Do G1, em Brasília
O ministro do Esporte, Orlando Silva, irá à Câmara dos Deputados nesta terça (18) para prestar esclarecimentos sobre denúncias de desvios de verba da pasta. Ele participa de uma audiência conjunta das comissões de Fiscalização e Controle e Turismo e Desporto, marcada para as14h30.
Em reportagem publicada neste final de semana pela revista “Veja”, o policial militar João Dias Ferreira, preso pela Polícia Civil de Brasília em 2010, disse que Silva recebeu um pacote de dinheiro na garagem do ministério. Segundo ele, o ministro teria comandado um esquema de desvio de verbas do programa Segundo Tempo, destinado a incentivar a prática esportiva entre crianças e adolescentes.
Orlando Silva nega o teor das denúncias (leia abaixo).

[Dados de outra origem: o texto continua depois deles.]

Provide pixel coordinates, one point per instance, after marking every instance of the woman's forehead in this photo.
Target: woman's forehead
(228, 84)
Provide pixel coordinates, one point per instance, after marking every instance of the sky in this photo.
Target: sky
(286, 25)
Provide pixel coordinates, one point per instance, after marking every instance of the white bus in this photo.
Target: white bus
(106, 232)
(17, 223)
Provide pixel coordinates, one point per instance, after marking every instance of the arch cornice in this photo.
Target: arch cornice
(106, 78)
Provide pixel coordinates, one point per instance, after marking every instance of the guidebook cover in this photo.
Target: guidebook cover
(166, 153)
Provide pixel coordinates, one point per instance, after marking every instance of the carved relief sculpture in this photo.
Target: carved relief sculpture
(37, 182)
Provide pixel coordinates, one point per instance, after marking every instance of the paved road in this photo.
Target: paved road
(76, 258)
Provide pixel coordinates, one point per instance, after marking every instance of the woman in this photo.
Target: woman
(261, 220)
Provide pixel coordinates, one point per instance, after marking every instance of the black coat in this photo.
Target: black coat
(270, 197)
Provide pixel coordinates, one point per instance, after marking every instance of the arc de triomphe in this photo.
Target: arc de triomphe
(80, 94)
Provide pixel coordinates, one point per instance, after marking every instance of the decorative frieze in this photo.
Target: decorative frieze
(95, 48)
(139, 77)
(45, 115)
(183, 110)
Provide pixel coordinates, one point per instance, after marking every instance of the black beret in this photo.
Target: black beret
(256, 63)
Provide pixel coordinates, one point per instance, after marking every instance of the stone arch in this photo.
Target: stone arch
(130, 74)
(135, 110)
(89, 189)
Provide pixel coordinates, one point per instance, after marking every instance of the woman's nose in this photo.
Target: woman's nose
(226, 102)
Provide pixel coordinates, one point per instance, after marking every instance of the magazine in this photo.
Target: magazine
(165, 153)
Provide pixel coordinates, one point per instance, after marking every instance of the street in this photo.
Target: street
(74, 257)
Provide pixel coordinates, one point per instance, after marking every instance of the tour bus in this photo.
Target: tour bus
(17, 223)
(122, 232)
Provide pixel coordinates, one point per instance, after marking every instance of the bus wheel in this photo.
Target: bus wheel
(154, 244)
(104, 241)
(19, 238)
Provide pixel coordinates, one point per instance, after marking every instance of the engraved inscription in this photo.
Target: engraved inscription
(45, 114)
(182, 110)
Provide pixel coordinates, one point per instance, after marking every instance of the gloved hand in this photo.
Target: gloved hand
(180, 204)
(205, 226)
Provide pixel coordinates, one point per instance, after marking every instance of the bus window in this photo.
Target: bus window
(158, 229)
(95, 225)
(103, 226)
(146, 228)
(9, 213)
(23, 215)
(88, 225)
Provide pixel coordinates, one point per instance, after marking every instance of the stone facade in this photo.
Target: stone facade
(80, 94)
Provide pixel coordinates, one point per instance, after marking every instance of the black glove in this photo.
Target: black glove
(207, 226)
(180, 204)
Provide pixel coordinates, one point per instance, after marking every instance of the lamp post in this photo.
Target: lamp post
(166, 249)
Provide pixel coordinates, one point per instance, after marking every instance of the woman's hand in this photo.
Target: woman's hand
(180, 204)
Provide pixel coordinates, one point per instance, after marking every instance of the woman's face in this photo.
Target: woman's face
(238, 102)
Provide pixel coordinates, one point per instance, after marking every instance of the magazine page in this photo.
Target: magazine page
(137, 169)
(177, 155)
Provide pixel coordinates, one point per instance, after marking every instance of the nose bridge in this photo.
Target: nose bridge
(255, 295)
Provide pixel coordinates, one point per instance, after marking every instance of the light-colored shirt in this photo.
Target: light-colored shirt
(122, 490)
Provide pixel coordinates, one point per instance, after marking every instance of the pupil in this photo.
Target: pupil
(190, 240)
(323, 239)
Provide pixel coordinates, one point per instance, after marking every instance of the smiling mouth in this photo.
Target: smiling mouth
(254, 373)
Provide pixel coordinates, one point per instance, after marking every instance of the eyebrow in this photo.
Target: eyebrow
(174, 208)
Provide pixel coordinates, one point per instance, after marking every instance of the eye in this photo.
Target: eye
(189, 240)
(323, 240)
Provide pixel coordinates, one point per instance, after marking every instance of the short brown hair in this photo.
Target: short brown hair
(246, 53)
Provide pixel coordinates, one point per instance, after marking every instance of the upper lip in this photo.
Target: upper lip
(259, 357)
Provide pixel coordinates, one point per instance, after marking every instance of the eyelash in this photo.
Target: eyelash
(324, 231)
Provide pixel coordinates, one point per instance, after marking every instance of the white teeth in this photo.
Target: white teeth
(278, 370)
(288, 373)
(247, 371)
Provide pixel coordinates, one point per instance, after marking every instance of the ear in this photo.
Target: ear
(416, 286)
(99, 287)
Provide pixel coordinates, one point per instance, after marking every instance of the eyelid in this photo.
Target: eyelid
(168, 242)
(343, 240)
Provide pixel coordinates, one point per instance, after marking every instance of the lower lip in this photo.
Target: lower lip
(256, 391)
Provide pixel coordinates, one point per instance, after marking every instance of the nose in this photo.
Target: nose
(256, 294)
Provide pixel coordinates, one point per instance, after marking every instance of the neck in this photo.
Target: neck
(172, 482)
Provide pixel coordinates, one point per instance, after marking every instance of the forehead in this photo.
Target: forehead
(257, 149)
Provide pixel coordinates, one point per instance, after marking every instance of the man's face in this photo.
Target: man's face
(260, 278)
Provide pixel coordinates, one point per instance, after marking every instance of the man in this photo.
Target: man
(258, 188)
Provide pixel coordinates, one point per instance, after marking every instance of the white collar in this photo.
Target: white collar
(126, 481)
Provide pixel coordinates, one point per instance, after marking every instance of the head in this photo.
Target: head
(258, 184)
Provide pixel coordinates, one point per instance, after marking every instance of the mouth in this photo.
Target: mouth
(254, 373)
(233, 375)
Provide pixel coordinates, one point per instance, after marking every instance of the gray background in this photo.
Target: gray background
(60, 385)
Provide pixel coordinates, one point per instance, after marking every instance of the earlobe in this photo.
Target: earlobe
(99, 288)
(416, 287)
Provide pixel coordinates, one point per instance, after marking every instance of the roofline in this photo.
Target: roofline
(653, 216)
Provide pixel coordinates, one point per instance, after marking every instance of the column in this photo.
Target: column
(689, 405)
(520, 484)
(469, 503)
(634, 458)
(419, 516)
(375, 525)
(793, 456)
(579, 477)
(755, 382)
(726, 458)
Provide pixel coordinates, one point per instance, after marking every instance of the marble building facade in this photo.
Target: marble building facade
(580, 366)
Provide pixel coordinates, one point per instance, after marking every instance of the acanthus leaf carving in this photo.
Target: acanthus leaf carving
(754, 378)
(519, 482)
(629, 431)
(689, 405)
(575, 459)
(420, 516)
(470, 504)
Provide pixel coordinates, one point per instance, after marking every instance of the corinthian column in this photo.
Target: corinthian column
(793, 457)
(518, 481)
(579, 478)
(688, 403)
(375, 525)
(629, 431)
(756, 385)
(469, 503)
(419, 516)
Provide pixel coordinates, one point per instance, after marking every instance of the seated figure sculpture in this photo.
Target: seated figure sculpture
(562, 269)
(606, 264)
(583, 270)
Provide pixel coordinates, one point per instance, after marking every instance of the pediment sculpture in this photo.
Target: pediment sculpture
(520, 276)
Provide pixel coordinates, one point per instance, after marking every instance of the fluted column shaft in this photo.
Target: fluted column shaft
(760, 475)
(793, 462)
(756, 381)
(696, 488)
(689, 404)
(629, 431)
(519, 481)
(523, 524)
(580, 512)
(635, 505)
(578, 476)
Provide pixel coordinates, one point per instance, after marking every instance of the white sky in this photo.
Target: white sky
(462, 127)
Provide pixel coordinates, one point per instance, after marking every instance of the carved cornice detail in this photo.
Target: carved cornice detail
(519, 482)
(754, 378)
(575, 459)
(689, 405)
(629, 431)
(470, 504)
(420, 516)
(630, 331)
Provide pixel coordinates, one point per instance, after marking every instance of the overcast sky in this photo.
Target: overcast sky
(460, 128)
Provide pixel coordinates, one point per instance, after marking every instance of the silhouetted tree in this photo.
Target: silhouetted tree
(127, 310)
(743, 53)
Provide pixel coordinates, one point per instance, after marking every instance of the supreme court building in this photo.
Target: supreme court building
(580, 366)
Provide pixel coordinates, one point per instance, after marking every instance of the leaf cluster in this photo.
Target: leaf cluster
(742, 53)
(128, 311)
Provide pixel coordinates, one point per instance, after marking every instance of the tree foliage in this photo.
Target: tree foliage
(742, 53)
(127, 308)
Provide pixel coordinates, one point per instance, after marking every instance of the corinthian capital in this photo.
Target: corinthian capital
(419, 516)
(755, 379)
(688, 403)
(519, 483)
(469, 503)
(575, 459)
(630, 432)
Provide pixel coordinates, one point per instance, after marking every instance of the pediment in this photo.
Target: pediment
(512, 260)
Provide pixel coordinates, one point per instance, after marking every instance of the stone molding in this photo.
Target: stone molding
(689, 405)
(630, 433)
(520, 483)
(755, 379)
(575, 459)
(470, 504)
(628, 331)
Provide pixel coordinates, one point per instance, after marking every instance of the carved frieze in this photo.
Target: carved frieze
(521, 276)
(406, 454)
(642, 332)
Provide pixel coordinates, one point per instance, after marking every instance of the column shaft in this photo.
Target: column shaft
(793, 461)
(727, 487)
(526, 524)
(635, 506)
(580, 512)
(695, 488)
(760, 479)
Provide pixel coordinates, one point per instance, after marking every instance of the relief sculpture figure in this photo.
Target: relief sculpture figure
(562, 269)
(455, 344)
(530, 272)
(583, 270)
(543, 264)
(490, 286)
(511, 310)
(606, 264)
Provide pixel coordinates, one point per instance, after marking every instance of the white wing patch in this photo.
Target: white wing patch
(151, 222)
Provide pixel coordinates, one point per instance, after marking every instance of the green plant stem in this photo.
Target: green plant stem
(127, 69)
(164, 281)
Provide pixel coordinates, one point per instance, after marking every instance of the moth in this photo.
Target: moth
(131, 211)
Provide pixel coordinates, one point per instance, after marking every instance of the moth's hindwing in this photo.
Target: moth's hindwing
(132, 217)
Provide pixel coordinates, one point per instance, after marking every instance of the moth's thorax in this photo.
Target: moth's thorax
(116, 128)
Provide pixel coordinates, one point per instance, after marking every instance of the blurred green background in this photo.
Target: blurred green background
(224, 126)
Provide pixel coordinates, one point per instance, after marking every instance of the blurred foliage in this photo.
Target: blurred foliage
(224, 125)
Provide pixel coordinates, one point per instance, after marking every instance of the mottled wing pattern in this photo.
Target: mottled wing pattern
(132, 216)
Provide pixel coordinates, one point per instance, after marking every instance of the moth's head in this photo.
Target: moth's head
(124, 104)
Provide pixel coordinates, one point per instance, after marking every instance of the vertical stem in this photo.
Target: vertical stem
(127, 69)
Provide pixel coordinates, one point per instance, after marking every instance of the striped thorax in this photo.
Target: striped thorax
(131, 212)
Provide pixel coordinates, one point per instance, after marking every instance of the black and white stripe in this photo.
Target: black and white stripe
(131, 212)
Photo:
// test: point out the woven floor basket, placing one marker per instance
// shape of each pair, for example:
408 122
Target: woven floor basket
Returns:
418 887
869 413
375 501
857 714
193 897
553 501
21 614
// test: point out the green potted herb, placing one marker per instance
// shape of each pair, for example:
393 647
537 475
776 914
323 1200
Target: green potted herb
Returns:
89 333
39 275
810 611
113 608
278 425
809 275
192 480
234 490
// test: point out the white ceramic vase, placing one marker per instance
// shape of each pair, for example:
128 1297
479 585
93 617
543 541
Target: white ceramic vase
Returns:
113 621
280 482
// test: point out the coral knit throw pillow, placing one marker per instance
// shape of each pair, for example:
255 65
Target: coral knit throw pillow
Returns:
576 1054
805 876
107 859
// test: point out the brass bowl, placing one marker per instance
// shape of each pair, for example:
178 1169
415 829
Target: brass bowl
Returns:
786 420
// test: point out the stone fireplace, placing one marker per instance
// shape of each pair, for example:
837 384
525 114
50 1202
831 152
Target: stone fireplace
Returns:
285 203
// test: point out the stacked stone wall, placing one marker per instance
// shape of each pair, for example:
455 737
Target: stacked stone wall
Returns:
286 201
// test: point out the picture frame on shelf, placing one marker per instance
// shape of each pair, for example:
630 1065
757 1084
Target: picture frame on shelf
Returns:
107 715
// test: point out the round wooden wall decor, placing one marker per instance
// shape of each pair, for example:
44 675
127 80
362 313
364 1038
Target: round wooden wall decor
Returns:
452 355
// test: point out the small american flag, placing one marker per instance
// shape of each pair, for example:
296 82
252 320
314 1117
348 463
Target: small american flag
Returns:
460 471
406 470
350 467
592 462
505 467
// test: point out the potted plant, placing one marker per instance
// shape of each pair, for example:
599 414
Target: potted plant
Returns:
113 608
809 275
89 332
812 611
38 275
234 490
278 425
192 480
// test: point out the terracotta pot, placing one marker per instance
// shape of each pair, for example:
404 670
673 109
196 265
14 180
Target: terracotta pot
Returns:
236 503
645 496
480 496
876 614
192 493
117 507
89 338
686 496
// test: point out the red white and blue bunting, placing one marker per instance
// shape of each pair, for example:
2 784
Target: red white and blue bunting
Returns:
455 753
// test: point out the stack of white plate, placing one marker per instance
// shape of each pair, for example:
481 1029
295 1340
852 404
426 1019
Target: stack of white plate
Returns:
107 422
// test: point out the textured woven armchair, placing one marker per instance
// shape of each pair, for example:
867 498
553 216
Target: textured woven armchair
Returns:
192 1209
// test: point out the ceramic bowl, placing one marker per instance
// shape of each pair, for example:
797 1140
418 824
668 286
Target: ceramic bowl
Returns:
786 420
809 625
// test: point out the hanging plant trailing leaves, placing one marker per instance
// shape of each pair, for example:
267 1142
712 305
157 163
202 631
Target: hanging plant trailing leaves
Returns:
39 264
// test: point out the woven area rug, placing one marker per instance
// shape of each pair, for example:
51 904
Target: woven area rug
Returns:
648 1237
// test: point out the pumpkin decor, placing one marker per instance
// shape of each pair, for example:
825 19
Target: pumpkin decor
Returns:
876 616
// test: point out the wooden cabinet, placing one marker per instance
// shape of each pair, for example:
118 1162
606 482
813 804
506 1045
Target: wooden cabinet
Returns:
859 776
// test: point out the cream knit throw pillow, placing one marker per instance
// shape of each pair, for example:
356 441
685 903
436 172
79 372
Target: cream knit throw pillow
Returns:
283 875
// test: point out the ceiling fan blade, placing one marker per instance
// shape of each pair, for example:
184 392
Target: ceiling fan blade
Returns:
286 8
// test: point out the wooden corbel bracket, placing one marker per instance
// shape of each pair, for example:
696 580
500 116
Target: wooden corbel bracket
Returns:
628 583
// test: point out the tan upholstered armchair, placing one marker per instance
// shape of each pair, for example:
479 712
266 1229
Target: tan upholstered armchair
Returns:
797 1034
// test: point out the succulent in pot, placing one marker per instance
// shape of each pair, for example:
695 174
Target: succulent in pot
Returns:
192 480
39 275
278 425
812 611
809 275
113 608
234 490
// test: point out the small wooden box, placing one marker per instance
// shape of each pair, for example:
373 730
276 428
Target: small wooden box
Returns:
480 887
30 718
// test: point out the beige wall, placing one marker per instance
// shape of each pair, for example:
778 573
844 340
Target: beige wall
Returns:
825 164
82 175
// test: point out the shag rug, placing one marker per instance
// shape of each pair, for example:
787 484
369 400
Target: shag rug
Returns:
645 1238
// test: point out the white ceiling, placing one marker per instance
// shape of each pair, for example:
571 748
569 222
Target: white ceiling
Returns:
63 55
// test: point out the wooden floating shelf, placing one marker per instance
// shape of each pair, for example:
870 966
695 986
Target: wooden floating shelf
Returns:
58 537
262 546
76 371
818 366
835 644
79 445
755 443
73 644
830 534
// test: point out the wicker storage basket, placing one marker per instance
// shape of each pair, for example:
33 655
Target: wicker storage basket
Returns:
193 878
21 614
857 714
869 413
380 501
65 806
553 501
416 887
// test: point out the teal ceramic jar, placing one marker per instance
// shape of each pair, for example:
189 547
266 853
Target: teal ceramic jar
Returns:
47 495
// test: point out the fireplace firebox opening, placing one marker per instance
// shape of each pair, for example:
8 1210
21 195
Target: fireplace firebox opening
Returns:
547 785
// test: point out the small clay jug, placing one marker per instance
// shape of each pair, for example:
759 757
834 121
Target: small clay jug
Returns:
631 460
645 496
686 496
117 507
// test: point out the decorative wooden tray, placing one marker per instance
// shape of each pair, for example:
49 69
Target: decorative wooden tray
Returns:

A ida de Orlando Silva à Câmara para se defender foi solicitada pelo deputado Osmar Júnior (PI), líder do partido do ministro, o PC do B. Segundo a assessoria da liderança, dois requerimentos já haviam sido aprovados para que Orlando Silva fosse à comissão de Fiscalização para falar sobre a Copa do Mundo de 2014. Foi o próprio Osmar Júnior que informou às comissões o interesse do ministro em antecipar a audiência para se defender das denúncias.
Em entrevista nesta segunda, o ministro negou as denúncias e destacou o apoio
que recebeu do partido após a publicação da reportagem. “O apoio que tenho de
meu partido é irrestrito. Tanto no meu partido quanto no meu governo o que
percebo é solidariedade e estímulo”, disse.
Defesa
Na mesma entrevista, Orlando Silva disse repudiar
“veementemente” o que classificou
como “falsidades” publicadas pela revista. Ele atribuiu a denúncia a uma
“reação”, já que, em ação na Justiça, a pasta cobra cerca de R$ 3 milhões de
entidades ligadas a João Dias Ferreira beneficiadas pelo programa.
Orlando disse que não faz a “menor ideia” de quem seja a pessoa que, segundo
Ferreira, teria entregado a ele o dinheiro. “Não houve, não há e não haverá
nenhuma prova das mentiras faladas por esse crimonoso”, declarou o ministro, ao
se referir ao policial João Dias Ferreira.
“Não houve, não há e não haverá nenhuma prova das mentiras faladas por esse
crimonoso”, disse Silva sobre o policial, ao informar que vai impetrar ação
penal por calúnia e ação civil por dano moral contra os que, segundo ele,
“armaram uma trama farsesca”.
Ainda nesta terça, o PM
vai depor na Polícia Federal. Nesta segunda, ele se encontrou por 20 minutos
com o delegado responsável pelo caso, Jackson Rosales. O policial militar foi
espontaneamente à superintendência da PF e, na reunião, ficou acertado o
depoimento formal.
Investigação
Além de prestar
esclarecimentos aos deputados, Orlando
Silva deverá se explicar para a Comissão de Ética Pública da Presidência. Na
segunda (17), a comissão pediu ao ministro que apresente explicações em até dez
dias.
O próprio ministro também protocolou pedidos na Procuradoria Geral da
República e no Ministério da Justiça para que o Ministério Público e a Polícia
Federal apurem as irregularidades apontadas pela reportagem.
O líder do PSDB no Senado, Alvaro Dias (PR), também protocolou pedido de
investigação sobre o caso na PGR.
Dilma
Na segunda, a presidente Dilma
Rousseff defendeu o ministro, dizendo que o governo respeita o princípio da
presunção de inocência.
“Nós, ao contrário de muita gente por aí, temos um princípio democrático e
civilizatório. Nós presumimos inocência, e o ministro, não só nós presumimos a
integridade dele, como ele tem se manifestado com muita indignação quanto às
acusações feitas a ele”, disse a presidente, em viagem à África do
Sul.
Orlando Silva afirmou depois que estava “feliz” com o apoio da
presidente. “Fiquei feliz com a declaração que presidente deu no exterior”.